Kenyataan mulai menampar Putri Ester. Matanya kembali membulat menunjukkan keterkejutan. Alisnya mengernyit, bibirnya mengatup dalam getar. Satu per satu kata-kata penolakan keluar dari mulutnya. Dari pelan, suaranya mengeras dan bercampur getar.

Putri Ester menangis.

Ah, itulah yang sebenarnya Satsu ingin hindari. Itulah kenapa waktu itu Satsu tak ingin menceritakan penglihatannya mengenai Raja Herberth.

Satsu tak ingin ingat bagaimana dialah yang menjadi salah satu penyebab meninggalnya Raja Herberth dan menderitanya Putri Ester.
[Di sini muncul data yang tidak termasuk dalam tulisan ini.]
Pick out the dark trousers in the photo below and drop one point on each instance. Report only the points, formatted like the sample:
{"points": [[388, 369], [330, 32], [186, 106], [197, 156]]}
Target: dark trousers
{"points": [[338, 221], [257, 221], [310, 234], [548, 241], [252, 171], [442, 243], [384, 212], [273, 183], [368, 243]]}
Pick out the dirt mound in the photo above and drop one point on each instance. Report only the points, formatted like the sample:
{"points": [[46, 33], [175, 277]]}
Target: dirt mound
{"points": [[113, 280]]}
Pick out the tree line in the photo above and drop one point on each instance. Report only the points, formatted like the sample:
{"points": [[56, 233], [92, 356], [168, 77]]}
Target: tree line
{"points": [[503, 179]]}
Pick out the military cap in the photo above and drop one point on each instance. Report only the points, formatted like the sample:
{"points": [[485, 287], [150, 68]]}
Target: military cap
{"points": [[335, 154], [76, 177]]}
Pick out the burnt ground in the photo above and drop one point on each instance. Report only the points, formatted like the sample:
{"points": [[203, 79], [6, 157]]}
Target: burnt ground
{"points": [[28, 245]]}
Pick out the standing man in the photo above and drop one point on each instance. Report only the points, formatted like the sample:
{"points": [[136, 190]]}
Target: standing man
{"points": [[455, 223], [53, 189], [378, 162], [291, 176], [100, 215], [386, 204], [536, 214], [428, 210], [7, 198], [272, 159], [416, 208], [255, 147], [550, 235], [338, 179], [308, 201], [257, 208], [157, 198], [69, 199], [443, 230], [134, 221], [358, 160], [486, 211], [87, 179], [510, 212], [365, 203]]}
"Jika dia bukan Ayahanda, kenapa memakai wujud seperti itu?!" Tanpa menunggu jawaban siapa pun, Putri Ester menunjuk Raja Herberth. Air mata masih menetes dari matanya yang menyorotkan api amarah. "Sebut siapa dirimu!"

Raja Herberth melangkah turun dalam senyum, kontras dengan kekacauan yang masih tersisa di halaman. Dia melipat tangan ke belakang punggung. "Ya, ya, Putri Ester Exolia dari Kerajaan Exolia." Dia mengernyit sambil mengangguk-angguk. "Aku sempat melihat aksi Tuan Putri yang ..."—dia mencibir—"aku akan lebih menyebutnya luar biasa daripada bodoh. Kalau bukan karena dirimu, aku tidak akan berada di sini."

Selesai menuruni tangga, pria itu membungkuk dengan tangan kanan menyentuh perut. "Perkenalkan, namaku Herberth."

Putri Ester terkesiap, kemudian amukannya makin menjadi-jadi.

Raja Herberth terbahak-bahak menanggapi. "Marah melihat ayahnya sendiri. Terakhir kalian bertemu memang kalian bertengkar sih, ya. Klise sekali. Kau tidak punya waktu untuk menunjukkan penyesalanmu kepadanya."

"Keluar sekarang juga atau—"

"Kau mau membunuh lagi ayahmu?" tanya Raja Herberth, dengan seringai yang sama sekali tak menggambarkan sang raja.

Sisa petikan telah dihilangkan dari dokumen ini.